A confissão é uma arma ao serviço da Igreja, a blasfémia é um desabafo individual. Na primeira, as pessoas põem-se de joelhos e falam baixo para uma só pessoa – o padre; na segunda, fala-se alto, para quem quiser ouvir, através de vocabulário indecoroso nos salões mas frequente nas feiras, nas tabernas e no Porto.
Blasfemar é um ato catártico que alivia as tensões e conduz ao bem-estar enquanto a confissão é uma forma de humilhação que obriga à penitência e mantém o hábito de andar de rastos ou de joelhos.
Dizer, como Mark Twain, que «o Antigo Testamento mostra Deus como sendo injusto, mesquinho, cruel e vingativo, punindo crianças inocentes pelos erros de seus pais e pessoas pelos pecados de governantes, vingando-se em ovelhas e bezerros inofensivos, como punição por ofensas insignificantes cometidas pelos proprietários», é a blasfémia erudita. Prefiro a forma popular dos espanhóis a dirigirem-se à hóstia ou a nomearem a Virgem mas nada é tão estimulante como ouvir um calabrês, com a bela sonoridade da língua italiana, a classificar Deus.
Para o espírito obtuso dos clérigos é uma blasfémia duvidar do pobre Moisés que subiu a pé o Monte Sinai, para receber de Deus as tábuas com os Mandamentos, ou do arcanjo Gabriel que voou até à Palestina para dizer a uma pobre judia que estava grávida. Esta gente deve fumar erva suspeita ou tem azar na escolha dos cogumelos.
O que surpreende é o facto de os códigos penais de países civilizados acolherem como crimes atos tão estimulantes como a blasfémia e de os punirem com penas de multa ou de prisão. Eu admito que Deus não goste do que eu penso dele, já que me é indiferente o que ele pensa de mim.

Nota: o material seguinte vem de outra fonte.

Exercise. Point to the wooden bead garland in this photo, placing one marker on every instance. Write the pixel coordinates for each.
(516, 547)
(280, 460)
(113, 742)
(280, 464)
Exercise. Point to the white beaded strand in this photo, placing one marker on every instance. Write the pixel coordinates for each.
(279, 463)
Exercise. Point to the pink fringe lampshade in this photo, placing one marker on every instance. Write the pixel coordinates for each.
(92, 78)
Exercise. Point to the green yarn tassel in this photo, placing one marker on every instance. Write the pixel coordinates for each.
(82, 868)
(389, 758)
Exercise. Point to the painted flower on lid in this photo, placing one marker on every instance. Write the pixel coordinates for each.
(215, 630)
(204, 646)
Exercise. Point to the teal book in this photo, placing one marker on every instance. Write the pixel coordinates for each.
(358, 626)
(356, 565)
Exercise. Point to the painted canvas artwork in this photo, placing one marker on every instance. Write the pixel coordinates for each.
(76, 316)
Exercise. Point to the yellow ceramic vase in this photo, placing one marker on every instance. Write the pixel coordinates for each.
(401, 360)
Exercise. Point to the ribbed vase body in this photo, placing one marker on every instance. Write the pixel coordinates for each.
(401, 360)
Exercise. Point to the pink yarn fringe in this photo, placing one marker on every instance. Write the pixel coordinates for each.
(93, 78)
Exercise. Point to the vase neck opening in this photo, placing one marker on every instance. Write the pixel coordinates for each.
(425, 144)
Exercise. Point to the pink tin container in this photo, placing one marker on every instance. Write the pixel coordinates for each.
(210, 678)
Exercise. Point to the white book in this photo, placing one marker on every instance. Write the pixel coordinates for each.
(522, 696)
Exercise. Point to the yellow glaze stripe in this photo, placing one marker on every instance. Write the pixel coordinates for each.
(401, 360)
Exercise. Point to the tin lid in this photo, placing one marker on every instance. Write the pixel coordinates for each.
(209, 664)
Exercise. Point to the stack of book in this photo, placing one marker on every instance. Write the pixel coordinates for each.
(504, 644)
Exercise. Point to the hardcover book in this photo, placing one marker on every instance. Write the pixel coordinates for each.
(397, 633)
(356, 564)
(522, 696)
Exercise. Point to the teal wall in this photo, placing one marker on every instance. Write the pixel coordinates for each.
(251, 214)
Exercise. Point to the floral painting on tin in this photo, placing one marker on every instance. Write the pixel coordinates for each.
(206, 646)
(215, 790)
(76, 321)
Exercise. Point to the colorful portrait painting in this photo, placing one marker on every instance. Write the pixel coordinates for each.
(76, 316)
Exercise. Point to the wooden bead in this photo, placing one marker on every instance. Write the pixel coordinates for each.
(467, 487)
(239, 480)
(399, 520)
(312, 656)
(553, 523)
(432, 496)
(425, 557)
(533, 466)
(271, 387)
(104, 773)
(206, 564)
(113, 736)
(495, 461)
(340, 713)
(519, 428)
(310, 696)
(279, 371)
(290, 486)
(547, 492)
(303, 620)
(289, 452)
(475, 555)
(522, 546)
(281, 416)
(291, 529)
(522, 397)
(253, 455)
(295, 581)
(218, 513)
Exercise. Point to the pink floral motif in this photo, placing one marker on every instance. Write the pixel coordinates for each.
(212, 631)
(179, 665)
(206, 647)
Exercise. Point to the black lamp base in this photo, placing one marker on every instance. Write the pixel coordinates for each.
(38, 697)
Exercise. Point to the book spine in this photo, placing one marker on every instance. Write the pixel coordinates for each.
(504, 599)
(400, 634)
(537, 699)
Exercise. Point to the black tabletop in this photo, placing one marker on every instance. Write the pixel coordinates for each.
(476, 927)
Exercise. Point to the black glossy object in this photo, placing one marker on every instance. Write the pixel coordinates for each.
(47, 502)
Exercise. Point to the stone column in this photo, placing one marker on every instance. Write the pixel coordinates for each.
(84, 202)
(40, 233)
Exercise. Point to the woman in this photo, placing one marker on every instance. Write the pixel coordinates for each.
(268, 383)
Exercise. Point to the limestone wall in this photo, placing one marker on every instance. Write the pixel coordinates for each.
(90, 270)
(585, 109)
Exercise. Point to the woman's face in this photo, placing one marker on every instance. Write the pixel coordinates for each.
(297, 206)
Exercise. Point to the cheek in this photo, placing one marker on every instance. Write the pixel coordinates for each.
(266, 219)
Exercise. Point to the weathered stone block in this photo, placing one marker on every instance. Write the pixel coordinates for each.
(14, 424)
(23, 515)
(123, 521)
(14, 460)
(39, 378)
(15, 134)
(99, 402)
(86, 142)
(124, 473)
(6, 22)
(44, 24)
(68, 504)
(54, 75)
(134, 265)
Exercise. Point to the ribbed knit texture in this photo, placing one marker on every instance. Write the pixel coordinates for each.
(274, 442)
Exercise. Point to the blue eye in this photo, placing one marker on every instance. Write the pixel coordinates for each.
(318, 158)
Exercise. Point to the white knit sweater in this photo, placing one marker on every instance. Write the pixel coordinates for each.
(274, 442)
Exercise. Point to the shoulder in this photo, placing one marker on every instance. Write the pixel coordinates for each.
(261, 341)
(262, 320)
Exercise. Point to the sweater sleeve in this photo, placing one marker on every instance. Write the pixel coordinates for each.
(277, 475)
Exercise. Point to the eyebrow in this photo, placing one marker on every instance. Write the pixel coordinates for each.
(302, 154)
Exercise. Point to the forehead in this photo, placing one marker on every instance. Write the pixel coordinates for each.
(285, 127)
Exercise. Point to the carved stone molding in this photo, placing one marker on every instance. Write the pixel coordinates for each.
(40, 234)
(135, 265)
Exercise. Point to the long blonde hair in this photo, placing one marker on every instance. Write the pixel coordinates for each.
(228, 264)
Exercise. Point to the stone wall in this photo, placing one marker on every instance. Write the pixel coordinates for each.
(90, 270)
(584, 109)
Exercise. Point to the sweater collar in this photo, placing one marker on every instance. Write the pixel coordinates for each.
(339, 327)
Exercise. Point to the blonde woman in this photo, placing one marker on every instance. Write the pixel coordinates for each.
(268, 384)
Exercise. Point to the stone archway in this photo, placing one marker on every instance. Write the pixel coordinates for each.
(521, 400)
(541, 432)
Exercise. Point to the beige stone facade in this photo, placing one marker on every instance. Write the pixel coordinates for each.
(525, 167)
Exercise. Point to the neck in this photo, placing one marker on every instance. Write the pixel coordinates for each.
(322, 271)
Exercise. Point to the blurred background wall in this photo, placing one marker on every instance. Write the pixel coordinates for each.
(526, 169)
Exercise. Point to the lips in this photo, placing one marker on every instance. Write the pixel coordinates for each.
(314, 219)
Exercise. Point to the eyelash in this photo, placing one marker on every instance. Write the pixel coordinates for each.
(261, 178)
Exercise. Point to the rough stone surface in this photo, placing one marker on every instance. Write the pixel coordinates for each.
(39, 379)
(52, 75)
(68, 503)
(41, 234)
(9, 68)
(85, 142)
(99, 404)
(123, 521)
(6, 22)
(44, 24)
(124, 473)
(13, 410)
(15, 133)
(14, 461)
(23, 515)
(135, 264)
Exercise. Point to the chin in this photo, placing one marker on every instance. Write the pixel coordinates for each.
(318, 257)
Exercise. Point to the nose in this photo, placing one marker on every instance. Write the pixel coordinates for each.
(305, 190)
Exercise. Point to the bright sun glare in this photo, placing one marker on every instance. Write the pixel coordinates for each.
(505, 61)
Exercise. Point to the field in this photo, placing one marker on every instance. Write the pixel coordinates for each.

Irracional é poder ser-se punido por insultar quem não existe. E pior, sem o ofendido, se queixar!
O crime de blasfémia é uma sobrevivência medieval que ainda contamina os códigos penais de alguns países republicanos, laicos e democráticos.
Comentários
“Aquele que faltar ao respeito à religião do reino, católica, apostólica, romana, será condenado…[em prisão e multa]…em cada um dos casos seguintes:
1- Injuriando a mesma religião publicamente em qualquer dogma, acto ou objecto do seu culto, por (…);
2- Tentando pelos mesmos meios propagar doutrinas contrárias aos dogmas católicos definidos pela Igreja;
3- Tentando por qualquer meio fazer prosélitos ou conversões para religião diferente(…);
4- Celebrando actos públicos de um culto que não seja o da mesma religião católica.”
Embora a palavra “blasfémia” não figurasse na epígrafe do artigo, era usada no seu §2º,
onde se cominava pena menos severa para o caso em que “as palavras injuriosas ou blasfémias” fossem proferidas “sem intenção de escarnecer ou ultrajar a religião do reino”.
Também era punida a apostasia; o art. 135 preceituava:
“Todo o português que, professando a religião do reino, faltar ao respeito à mesma religião, apostatando, ou renunciando a ela publicamente, será condenado na pena fixa de suspensão dos direitos políticos por vinte anos.”
De notar que, como resulta dos textos citados, só era protegida a “religião do reino”.
Claro está que estas normas medievais foram varridas do nosso ordenamento jurídico pela República, através do Decreto de 20 de Abril de 1911, que as revogou e preceituou que “a religião católica apostólica romana deixa de ser a religião do Estado”.